WJFP
- Chester, Pennsylvania; United States;
- Broadcast area: Philadelphia metropolitan area
- Frequency: 740 kHz
- Branding: Liberty Radio

Programming
- Format: Conservative talk
- Affiliations: Red Apple Media; Westwood One; Salem Radio Network; Pittsburgh Steelers;

Ownership
- Owner: John Fredericks; (Disruptor Radio, LLC);

History
- First air date: April 4, 1948
- Former call signs: WVCH (1947–2022)
- Call sign meaning: John Fredericks (owner) in Philadelphia

Technical information
- Licensing authority: FCC
- Facility ID: 74166
- Class: D
- Power: 1,000 watts (day); 6 watts (night);
- Transmitter coordinates: 39°52′38.00″N 75°24′24.00″W﻿ / ﻿39.8772222°N 75.4066667°W
- Translator: 103.3 W277DL (Chester)

Links
- Public license information: Public file; LMS;
- Webcast: Listen live
- Website: wjfpradio.com

= WJFP =

Radio station in Chester, Pennsylvania

WJFP (740 AM) is a commercial radio station licensed to Chester, Pennsylvania, United States, and serves the Philadelphia metropolitan area with a conservative talk format.

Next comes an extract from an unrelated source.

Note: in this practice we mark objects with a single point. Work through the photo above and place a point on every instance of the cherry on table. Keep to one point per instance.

It is owned by John Fredericks, with the license held by Disruptor Radio, LLC. Fredericks also owns three stations in Virginia.

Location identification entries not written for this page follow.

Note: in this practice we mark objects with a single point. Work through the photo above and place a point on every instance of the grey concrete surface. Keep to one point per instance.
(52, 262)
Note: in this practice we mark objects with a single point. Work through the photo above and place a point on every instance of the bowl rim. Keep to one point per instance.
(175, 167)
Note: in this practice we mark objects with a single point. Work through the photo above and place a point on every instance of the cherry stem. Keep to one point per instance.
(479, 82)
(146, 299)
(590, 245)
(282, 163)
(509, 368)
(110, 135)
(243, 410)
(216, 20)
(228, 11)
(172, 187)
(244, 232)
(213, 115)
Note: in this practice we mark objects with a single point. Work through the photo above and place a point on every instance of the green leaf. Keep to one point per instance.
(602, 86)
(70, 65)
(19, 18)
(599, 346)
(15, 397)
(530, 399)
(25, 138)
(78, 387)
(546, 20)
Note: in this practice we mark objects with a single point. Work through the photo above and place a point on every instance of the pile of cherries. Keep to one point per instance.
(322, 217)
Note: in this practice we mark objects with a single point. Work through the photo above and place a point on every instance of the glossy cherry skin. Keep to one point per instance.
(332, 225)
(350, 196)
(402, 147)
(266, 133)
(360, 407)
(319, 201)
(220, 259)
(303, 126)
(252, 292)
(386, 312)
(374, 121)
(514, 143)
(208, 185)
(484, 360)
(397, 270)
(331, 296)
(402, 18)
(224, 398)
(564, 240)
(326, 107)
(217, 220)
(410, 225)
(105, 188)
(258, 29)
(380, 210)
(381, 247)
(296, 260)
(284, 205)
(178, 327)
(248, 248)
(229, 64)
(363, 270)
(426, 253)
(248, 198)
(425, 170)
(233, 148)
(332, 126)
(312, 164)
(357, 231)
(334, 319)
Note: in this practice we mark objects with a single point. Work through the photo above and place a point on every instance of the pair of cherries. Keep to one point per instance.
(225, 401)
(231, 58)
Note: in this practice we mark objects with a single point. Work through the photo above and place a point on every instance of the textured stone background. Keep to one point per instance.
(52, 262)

The transmitter is off Dutton Mill Road in Brookhaven, Pennsylvania. Programming is also heard on FM translator W277DL (103.3 FM) in Chester.

==History==
On April 4, 1948, the station first signed on the air. The call sign from its founding until early 2022 was WVCH, standing for the "Voice of Chester". It was originally a 250-watt daytimer. It later boosted its power to 1,000 watts and got nighttime authorization at low power.

For most of its history, WVCH carried a Christian talk and teaching format branded as simply "WVCH, The Christian Station." One of the programs carried on WVCH in the 1950s was George A. Palmer's popular Morning Cheer weekday broadcast.

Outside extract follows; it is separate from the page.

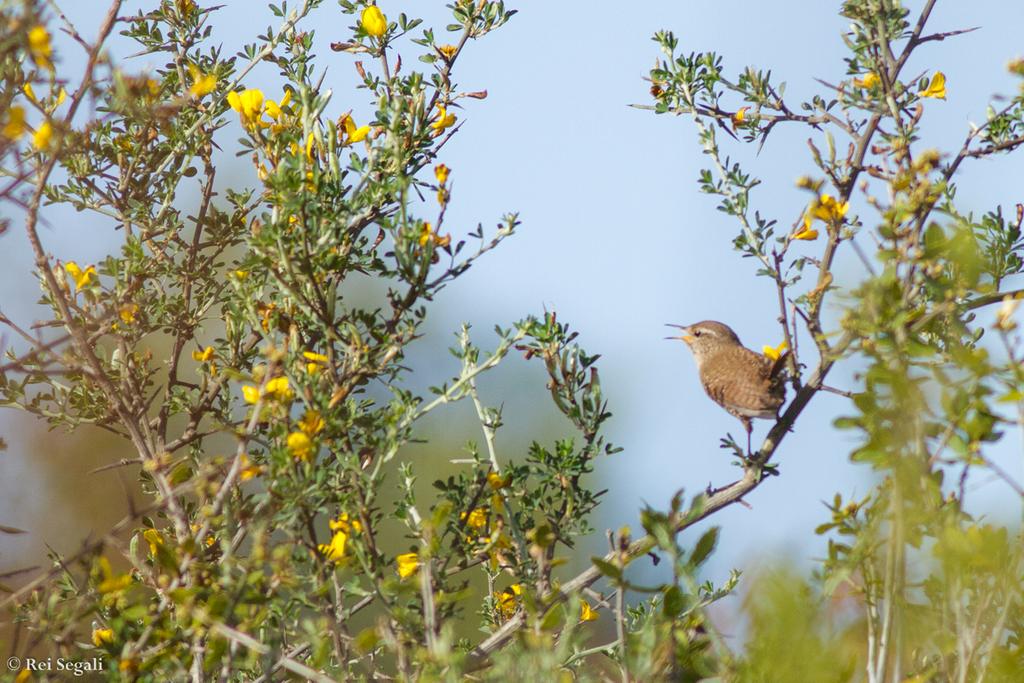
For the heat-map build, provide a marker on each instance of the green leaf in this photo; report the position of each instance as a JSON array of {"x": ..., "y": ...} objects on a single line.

On November 15, 2021, RadioInsight.com reported that WVCH and translator W277DL would be sold to John Fredricks of the MAGA Radio Network through Disruptor Media, LLC, for $500,000. On February 16, 2022, the station flipped to a conservative talk format as "Liberty Radio". The sale was consummated on March 1, 2022, with the station's call sign changing to WJFP the following day.

==Programming==
Weekdays begin with a talk show hosted by the owner, John Fredericks, and syndicated to other stations. The remainder of the schedule includes nationally syndicated talk hosts including Bill O'Reilly, John Catsimatidis, Rita Cosby, Dominic Carter and Red Eye Radio.

During the football season, WJFP carries Pittsburgh Steelers games.